I remember in our own railway strike of 1919, when there was little feeling amongst the men, how, against the wish of the Lord Mayor of Manchester, troops were sent to Manchester by a right hon. Gentleman who sits on the-Front Bench in the present Government. I was at that time an organiser for my union in the Manchester area, and I know that it at once caused a feeling of resentment that had not been prevalent before. Then there was a dispute in South Wales in which troops were brought in at Llanelly, and their interference with otherwise peaceful strikers resulted, all in a few minutes, in people being shot who had nothing whatever to do with the dispute, who had merely come out of their houses and clambered on to their garden walls to see what was going on. That occurred because the troops had endeavoured to force the strikers to do something which was against their code of honour.

Strikes in this country, however regrettable they have been, and may be in future, have been singularly free from sabotage on the part; of the workers. I could, if I were unwise enough, explain to the Committee some of the things which might be done by wild men during a railway strike. I could explain how serious damage could be done in a few moments in a very quiet and unobstrusive manner. Never has such a thing happened, but if the employing classes, assisted by the Government of the day, bring in troops either to terrorise strikers or for the purpose of blacklegging them, I ask the Committee to realise the danger there is of retaliation of the part of men who have merely entered into a trial of strength on the industrial field. We know how prevalent sabotage is in many disputes on the Continent, and that it has not crept into trade disputes in this country speaks exceedingly well for the organised trade unions of this country. There is a feeling of resentment against any such interference in a struggle for the merest measure of comfort in life. If the working people asked for what they were entitled to, they would ask for a good deal more than they do, and I have often marvelled at the moderation of the demands for reasonable wages that have caused disputes. When such a moderate demand brings about a dispute, the working people feel that it is not a fair fight if the military authorities are brought in on the side of the employers to terrorise the trade unionists on strike or to take their places. It engenders a feeling of resentment that, to say the least of it, has a great measure of danger in it.

Again I would refer to the wording of our Clause. It asks, first of all, that as far as it is humanly possible there should be a fair field and no favour in the strike. I know that hon.
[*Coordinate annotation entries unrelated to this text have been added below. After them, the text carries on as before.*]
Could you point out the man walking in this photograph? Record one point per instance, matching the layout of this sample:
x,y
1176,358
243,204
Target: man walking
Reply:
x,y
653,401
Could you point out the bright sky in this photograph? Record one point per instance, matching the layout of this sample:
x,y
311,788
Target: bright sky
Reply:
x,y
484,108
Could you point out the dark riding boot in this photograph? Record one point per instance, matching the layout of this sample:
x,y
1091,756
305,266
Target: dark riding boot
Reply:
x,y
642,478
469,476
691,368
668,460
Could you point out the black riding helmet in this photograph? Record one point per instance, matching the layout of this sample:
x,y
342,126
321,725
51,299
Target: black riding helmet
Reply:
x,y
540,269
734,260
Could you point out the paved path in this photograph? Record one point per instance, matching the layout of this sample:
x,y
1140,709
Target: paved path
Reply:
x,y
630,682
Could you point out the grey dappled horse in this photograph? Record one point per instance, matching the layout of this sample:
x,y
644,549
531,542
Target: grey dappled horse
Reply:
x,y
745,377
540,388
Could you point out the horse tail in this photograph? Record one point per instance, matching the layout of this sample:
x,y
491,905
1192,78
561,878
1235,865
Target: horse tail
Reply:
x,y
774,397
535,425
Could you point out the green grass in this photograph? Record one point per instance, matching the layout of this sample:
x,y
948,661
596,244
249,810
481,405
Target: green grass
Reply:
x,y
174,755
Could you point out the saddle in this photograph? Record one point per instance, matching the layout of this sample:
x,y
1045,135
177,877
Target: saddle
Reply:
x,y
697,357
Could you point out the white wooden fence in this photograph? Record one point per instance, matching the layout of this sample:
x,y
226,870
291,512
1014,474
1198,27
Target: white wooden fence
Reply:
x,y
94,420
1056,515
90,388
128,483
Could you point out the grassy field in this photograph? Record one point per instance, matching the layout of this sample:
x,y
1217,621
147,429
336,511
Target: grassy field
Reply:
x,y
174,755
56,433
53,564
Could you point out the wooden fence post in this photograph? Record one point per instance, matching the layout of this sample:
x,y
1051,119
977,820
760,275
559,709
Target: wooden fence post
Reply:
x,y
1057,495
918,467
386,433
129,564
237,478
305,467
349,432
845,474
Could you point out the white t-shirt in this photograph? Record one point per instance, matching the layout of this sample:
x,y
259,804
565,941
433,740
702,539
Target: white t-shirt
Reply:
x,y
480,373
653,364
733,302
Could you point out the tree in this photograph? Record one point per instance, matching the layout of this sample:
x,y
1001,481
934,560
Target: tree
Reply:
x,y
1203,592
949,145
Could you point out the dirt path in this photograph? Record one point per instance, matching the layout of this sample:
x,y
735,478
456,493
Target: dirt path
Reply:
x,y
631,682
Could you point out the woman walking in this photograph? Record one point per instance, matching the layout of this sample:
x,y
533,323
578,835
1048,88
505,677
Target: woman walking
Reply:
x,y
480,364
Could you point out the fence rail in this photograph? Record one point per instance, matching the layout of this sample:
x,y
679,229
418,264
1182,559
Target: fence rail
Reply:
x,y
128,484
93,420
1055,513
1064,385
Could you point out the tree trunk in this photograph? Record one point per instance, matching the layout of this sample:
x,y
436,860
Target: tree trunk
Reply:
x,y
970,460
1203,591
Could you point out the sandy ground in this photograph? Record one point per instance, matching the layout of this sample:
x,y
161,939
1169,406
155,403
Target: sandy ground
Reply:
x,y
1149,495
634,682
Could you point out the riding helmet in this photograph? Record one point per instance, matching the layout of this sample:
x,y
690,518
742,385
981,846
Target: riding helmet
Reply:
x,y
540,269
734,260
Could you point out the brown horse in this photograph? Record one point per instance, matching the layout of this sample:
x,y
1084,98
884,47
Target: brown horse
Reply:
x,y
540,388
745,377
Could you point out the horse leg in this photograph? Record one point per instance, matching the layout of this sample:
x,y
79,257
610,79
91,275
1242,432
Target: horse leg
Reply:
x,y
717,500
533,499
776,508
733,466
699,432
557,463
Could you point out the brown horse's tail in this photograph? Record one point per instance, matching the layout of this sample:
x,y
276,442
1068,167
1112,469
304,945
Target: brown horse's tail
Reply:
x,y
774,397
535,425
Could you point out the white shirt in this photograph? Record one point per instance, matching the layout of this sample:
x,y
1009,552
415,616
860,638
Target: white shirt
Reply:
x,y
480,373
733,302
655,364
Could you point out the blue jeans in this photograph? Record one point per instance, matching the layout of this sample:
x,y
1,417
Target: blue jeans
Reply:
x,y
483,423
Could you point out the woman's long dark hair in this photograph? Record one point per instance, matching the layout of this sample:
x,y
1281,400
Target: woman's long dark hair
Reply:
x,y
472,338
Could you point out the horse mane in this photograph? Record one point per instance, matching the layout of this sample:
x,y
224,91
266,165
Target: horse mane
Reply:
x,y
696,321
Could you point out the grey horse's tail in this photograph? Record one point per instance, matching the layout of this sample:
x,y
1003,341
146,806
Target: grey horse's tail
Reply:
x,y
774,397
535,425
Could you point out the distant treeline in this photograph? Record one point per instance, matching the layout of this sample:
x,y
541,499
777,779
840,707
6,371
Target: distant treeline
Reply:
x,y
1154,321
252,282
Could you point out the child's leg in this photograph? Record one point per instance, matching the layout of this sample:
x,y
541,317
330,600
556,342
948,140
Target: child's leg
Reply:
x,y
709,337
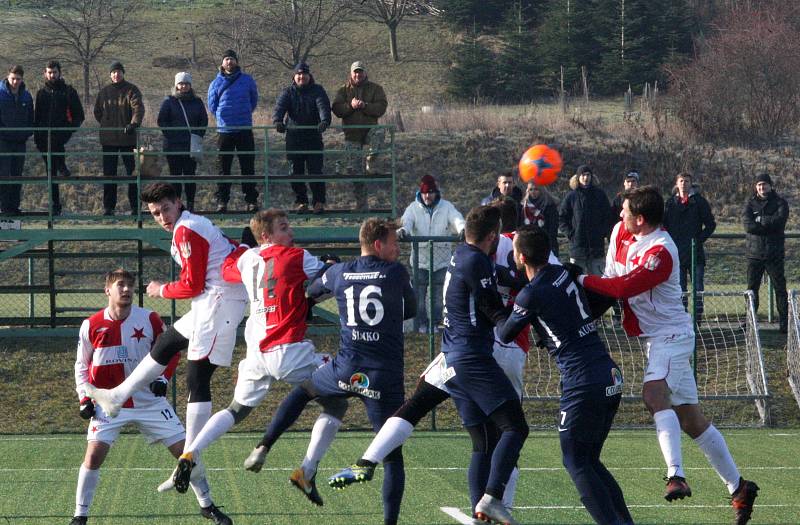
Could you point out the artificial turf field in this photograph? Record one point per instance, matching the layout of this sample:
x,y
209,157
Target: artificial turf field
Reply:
x,y
38,476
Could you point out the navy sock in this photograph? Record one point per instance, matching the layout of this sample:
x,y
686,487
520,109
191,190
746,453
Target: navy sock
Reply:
x,y
285,416
394,483
504,458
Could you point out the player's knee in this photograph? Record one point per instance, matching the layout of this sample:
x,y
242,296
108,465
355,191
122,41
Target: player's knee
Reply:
x,y
395,456
167,345
238,411
333,406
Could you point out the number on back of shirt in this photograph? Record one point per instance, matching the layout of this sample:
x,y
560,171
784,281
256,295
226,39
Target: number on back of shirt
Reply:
x,y
369,307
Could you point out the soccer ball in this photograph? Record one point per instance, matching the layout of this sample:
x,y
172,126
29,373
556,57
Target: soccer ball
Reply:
x,y
540,164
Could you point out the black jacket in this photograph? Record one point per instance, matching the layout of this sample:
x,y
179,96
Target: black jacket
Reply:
x,y
685,222
765,224
170,115
57,106
585,219
306,106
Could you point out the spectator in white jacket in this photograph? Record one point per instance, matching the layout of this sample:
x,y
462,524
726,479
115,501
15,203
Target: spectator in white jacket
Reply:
x,y
431,216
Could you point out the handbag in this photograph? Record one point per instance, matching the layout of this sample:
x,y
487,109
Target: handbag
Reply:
x,y
195,140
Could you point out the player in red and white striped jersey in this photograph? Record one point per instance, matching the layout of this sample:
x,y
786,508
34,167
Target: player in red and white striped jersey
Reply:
x,y
642,268
111,344
208,330
277,349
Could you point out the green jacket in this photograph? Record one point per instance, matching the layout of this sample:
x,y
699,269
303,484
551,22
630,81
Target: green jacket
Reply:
x,y
118,105
369,92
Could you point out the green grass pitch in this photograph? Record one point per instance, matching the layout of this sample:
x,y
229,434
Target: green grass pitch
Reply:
x,y
38,476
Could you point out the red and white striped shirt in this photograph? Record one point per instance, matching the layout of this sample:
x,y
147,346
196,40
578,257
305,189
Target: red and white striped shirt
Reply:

Members opposite object to the strike weapon. So do we. It is sometimes suggested that we trade union servants can only get our living by agitating for trouble. As one who has been a trade union official for many years, I would much prefer to be able to go to my office and work peacefully in my office with my staff, and quit when they quit, than be up 24 hours a day engaged in a struggle. Like most people, I would rather get my wages easily than be hard worked, but there are times when it is necessary for the workers to take a reasonable stand, and what is the feeling that must be created when, instead of having a fair field and no favour, men under military discipline are brought in to do their work? I have seen quite peaceful strikes with good feeling. That may sound strange, but I have known strikes where there was good feeling, and representatives of the men could meet representatives of the masters and talk quite courteously across the table, almost with friendship, in a desire to get the dispute ended. Immediately the men feel that some other super authority is trying to get blacklegs from organised military forces, you have a new feeling engendered. May I give one other reason. Some time ago we had an important statement from the Prime Minister with regard to peace. I know there are suggestions in regard to Motions in this House to bring about a kind of sitting down together and talking matters over rather than fighting them out. Most of us are willing to do that if the employers will only lay all their cards on the table.

I have never seen that done, but I am something of an optimist and I think it might possibly happen some day. Until that time comes, I think the best way to engender in the minds of trade unionists a feeling that they will get a square deal is to remove the idea of being blacklegged by organised forces. If the men we try to lead, either by our bad leadership or through their heat, break out and use force, we are not asking to be left alone. When you come to try that, we are quite prepared to take our medicine. I recognise that hon. Members opposite would be quite willing to hang myself and other trade union leaders under such circumstances. [HON. MEMBERS: "No!"]

We are not asking for freedom to use force and cause disorder. If hon. Members opposite will believe me I assert that British trade unionist leaders are not very likely to cause a revolution. We are the most mild men imaginable, but even trade unionists of this country are still touched with the bull-dog breed; they are still British, and do not like to sit down under unkind and unfair treatment. I wish to state that while I serve organised trade unionists they never shall, while I can fight against it, sit down under such treatment without a protest. We are not asking for freedom to fight with unfair methods. As long as the system of the capitalist lasts, where there is an unholy struggle and an inhuman state of civilisation, while that lasts and whilst there is a struggle between the employer or the shareholders of a company and the workmen employed, you are bound to have trade disputes. What we are asking is that while it is a fair fight you should not attempt to arouse bad blood and the danger of sabotage and cause the feelings of the men to run high by threatening them with organised military forces to blackleg.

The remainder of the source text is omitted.